Congressman Scott Peters (D-Calif.) announced his new proposal for student loan payment at the first of multiple forums held last week about college affordability. The proposal would cap interest on all subsidized student loans to 4 percent, securing it at a number lower than it currently is at 4.3 percent.
“Four percent does give the federal government a little bit of a cushion, because they’ll argue that there’s administrative costs,” Peters said at the conference in UCSD’s Bear Room. “But there shouldn’t be loans at 5, 6, 7 or 8 percent, which just doesn’t make any sense. It’s making students a profit center — which is the wrong thing to do — and it’s a bad policy when we’re trying to educate people to participate in the high-education economy.”
The next steps for the proposal — which has no certain date to set effect — entail having the proposal voted on, having co-sponsors and going through negotiations.
“Our goal now is to start to chalk up co-sponsors and see if we can develop some support,” Peters said. “Then we have to get a score of what the cost is, and then we’d love to get it through the Committee and get a vote on it.”
The proposal is not the first of Peters’ on the subject of college affordability. He also penned the Student Loan Repayment Assistance Act, which attempts to ease the financial burden on student employees by offering businesses and employers a tax break for matching student employee’s loan repayment.
It also comes after efforts from Republican congressional members to further increase interest rates on student loans, which Peters described in the conference.
“We had a fight in Congress where we fought the Republican proposal to allow student loan rates on subsidized loans to double from 3.4 to 6.8 percent,” Peters said. “We were able, with President Obama’s help, to negotiate a lower increase, but the rates are still too high and don’t make any sense from a strategic perspective”
Peters’ approach to college affordability differs from those like Bernie Sanders’ College for All plan — which calls for free tuition — because it focuses on making loans more affordable rather than making college free.
“Free stuff is abused,” Peters said.

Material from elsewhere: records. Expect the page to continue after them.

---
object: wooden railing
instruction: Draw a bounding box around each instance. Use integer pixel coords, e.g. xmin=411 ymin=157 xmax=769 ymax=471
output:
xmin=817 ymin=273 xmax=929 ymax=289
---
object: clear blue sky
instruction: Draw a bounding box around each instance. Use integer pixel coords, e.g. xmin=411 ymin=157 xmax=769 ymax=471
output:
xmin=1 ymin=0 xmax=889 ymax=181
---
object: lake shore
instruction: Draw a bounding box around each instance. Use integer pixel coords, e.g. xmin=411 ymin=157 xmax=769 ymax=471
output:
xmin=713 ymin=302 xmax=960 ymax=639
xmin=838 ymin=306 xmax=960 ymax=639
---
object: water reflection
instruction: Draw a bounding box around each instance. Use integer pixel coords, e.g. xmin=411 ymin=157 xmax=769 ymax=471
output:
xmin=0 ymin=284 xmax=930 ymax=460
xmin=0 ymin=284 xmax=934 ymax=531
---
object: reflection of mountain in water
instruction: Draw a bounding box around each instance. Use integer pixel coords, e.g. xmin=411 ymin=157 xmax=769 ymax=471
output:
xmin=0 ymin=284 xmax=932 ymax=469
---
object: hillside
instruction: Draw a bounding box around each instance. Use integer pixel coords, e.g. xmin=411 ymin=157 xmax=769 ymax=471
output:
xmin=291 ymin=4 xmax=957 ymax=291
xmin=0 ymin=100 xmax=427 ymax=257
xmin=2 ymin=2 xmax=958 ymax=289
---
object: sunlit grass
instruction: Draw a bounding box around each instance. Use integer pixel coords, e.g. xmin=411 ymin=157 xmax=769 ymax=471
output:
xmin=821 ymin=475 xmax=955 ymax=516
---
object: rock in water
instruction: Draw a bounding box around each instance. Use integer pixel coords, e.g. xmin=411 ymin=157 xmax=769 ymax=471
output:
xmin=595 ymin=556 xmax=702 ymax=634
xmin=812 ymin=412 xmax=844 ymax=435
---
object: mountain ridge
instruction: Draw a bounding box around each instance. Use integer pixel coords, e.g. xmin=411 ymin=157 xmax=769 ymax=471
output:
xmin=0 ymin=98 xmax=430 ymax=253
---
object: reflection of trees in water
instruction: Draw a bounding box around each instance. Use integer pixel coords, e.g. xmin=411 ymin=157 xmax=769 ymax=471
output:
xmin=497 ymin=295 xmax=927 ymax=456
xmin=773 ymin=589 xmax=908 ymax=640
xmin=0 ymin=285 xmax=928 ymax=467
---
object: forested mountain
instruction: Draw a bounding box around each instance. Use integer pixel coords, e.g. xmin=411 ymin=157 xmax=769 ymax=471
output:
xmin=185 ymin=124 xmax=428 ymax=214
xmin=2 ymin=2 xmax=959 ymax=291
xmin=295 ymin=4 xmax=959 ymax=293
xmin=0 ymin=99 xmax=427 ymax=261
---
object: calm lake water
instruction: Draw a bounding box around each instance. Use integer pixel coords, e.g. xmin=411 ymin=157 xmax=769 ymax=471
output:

It’s worthless because it’s free — it’s free because it’s worthless. You have to have some investment that it’s enough to make you committed to make yourself a success.”
Peters described in the forum that the ideal cost of college is not currently a finite number applicable to all students. Rather, it’s somewhere between free and the current cost of attending one of the UC campuses. Junior Zhenzhen Jiang stated that college affordability is an ambiguous term in itself.
“I certainly appreciate Scott’s honesty, but as you know, immigrants and people of color can have less resources available for education, and we have to think about it before we decide,” Jiang said.
Further, Jiang described the resulting pressure and burden of attending college with loans and debt that pile up.
“There’s a concern from us when we pick our major, like which major is going to prepare us for a job after,” Jiang said. “I actually took a lot of risk to pick up political science instead of any engineering major because I need to think about how to pay back to my parents and my debt, so affordability means something completely different to me.”
Fifth-year Marshall student Isuri Ramos commended Peters on the pragmatism of his approach to this issue and cited it as an effective first step in a plan which should progress over time.
“I think the congressman is headed in a very good direction – I definitely think that everything he’s proposing can increase significant aid,” Ramos said. “He should be able to make those things happen, and then once you set that foundation, continue perfecting that.”